Alliances maritimes : un hold-up généralisé ?

Dans un rapport intitulé The Impact of Alliances in Container Shipping, l’ITF (International Transport Forum, OCDE) passe au crible l’impact des alliances maritimes sur l’ensemble des parties prenantes de la chaîne du transport. Une analyse à charge.

Trop puissantes et trop enclines à l’entente illicite, les alliances maritimes? Dans un rapport de 127 pages avec annexes, l’organisation intergouvernementale a réalisé ce que beaucoup attendaient – une étude d’impact – pour confirmer ou infirmer des soupçons quant à la tendance du transport maritime conteneurisé à devenir monopsone. Et à bafouer les règles de la concurrence dans un marché déjà ultra concentré. Les quatre premiers transporteurs (Maersk, MSC, Cosco et CMA CGM) apportent 60 % de la capacité mondiale. Trois alliances (2M, Ocean Alliance, THE Alliance)* exploitent 95 % de la capacité totale des navires et dominent à 80 % les routes maritimes les plus fréquentées.

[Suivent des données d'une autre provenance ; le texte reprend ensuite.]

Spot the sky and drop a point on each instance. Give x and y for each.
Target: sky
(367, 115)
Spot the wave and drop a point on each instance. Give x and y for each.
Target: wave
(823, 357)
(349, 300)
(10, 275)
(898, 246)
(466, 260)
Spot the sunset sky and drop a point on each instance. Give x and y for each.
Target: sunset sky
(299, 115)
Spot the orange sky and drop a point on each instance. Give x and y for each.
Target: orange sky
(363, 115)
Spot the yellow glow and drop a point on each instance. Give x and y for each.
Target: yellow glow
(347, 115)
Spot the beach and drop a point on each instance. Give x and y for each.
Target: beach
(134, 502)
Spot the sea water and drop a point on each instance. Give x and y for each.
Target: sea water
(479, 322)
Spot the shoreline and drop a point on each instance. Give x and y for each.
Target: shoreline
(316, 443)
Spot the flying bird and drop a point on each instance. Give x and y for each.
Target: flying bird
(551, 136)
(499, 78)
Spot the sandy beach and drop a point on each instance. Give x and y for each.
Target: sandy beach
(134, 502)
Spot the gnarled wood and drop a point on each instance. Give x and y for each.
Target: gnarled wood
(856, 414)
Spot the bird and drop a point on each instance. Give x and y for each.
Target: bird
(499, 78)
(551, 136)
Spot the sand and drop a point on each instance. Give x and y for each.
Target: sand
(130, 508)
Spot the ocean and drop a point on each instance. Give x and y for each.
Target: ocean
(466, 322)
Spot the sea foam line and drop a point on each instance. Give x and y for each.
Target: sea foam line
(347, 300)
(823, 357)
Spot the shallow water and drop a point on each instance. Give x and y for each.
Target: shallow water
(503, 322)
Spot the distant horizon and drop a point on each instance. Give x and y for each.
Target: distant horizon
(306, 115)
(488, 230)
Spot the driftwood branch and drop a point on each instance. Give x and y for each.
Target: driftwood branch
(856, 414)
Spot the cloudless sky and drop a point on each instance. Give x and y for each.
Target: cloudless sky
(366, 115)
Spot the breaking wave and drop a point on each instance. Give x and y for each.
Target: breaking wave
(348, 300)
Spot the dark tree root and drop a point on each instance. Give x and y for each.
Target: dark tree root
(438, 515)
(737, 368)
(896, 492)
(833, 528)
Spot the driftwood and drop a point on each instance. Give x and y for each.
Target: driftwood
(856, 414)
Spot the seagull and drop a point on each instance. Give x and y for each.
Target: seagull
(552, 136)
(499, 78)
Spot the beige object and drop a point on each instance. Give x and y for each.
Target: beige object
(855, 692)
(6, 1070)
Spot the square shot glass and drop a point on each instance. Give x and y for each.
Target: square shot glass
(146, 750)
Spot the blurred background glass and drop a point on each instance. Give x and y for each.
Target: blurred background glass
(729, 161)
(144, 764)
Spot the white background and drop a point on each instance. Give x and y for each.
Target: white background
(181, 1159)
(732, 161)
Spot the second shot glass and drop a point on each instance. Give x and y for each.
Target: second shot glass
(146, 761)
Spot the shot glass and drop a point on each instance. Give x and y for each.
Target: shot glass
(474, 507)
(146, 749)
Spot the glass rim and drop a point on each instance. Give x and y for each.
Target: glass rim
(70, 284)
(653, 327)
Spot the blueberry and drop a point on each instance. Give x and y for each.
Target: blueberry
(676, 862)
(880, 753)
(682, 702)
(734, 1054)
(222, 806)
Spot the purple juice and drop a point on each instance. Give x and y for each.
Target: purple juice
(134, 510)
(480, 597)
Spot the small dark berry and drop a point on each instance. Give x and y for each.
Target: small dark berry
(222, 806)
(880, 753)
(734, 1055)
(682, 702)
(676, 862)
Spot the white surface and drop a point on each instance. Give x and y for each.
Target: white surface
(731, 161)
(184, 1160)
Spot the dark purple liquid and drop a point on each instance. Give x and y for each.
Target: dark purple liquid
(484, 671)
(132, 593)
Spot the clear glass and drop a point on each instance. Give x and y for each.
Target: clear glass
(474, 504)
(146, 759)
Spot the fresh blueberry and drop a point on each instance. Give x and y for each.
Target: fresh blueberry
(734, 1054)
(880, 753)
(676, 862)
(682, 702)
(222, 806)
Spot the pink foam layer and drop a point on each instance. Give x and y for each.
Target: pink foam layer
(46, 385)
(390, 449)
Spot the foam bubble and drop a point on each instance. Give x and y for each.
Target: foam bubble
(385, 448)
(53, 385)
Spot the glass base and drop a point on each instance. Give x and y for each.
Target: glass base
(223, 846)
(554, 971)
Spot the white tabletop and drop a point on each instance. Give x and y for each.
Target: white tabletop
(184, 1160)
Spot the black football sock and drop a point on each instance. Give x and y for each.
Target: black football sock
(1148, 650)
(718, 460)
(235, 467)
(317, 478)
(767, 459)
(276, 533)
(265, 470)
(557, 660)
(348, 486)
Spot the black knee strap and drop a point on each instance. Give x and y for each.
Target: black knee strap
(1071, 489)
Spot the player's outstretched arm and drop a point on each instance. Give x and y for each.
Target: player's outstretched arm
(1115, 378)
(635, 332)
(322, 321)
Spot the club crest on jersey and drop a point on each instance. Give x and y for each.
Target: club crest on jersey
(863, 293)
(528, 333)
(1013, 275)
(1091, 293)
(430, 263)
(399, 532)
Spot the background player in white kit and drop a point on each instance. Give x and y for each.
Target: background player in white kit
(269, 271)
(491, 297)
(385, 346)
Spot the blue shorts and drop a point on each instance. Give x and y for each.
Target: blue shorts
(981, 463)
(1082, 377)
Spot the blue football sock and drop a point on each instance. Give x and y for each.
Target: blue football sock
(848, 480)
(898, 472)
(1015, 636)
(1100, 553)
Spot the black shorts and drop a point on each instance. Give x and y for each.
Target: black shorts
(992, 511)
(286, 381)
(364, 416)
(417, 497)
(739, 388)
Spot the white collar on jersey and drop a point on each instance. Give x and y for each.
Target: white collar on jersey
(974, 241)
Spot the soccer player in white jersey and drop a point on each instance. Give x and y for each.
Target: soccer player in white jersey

L’étude analyse (de façon inédite ?) dans le détail et sur l’ensemble des parties prenantes « l’effet » de ces consortiums, qui ont pris le relais des « conférences maritimes »** déclarées illégales en 2008 par une décision européenne. Une décision par ailleurs souvent tenue responsable de la volatilité des prix du transport. Dès lors, la tentation a pu être forte pour les transporteurs de continuer à s’entendre– discrètement –, sur les conditions de leur offre, ce que Bruxelles condamne chroniquement.
Le champ lexical du rapport emprunte à l’omnipotence. La liste des doléances est longue. Pouvoir de négociation des transporteurs en raison de leur puissance d’achat. Pression sur les prix et les investissements dans les ports. Concurrence destructrice entre les ports et entre les exploitants de terminaux, attisée par l’intégration verticale des transporteurs. Accélération de la consolidation au sein de certains services portuaires (tel le remorquage désormais dominé par quelques acteurs d’influence, comme Kotug Smit et Fairplay). Fragilisation des métiers intermédiaires (transitaires). Érosion de la qualité de service, de la fiabilité des horaires, perturbations dans les chaînes d’approvisionnement...

Régime d’exception

L’ITF publie son rapport alors que la Commission européenne doit se prononcer sur le renouvellement de l’exemption de groupe dont bénéficient les transporteurs maritimes dans le cadre des alliances, mais qui arrive à échéance en avril 2020. Par le règlement 906/2009, les transporteurs sont autorités à offrir des services communs pour autant qu’ils ne dépassent pas une part de marché de 30 %, qui peut cependant l’être sous certaines conditions. Sans surprise, au fait de son étude, l’organisation placée sous l’égide de l’OCDE plaide pour sa suppression. Le World Shipping Council (WSC), qui a soumis ses avis à Bruxelles en juin dernier, s’est prononcé pour sa part en faveur de la prorogation, arguant que, sans ce « cadre juridique simple et flexible », « les coûts de mise en conformité et l’insécurité juridique augmenteront », tout en rappelant que la suppression de ce régime mettrait l’Europe en « désaccord avec d’autres juridictions dans le monde, et désavantagerait les transporteurs concentrés sur le trafic européen ».

« De toute évidence, il y a une grande divergence d’opinion », relève en médiateur l’analyste Drewry, rappelant au passage que, « sans exemption, les accords de consortiums de conteneurs ne deviendraient pas automatiquement illégaux. Cela signifierait seu- lement qu’ils seront examinés au regard des règles générales de concurrence ».
Qui a raison? Que penser? D’une part, les alliances seraient devenues trop importantes et les compagnies membres pourraient tout aussi bien fonctionner indépendamment. D’autre part, le marché est encore fragmenté et aucun transporteur ne pourrait offrir le même niveau de service en agissant seul. D’un côté, les alliances et les accords de partage de navires sont accusés de réduire la concurrence entre transporteurs. De l’autre, sans eux, la consolidation aurait fait plus de victimes et plus rapidement encore. Un juge de paix?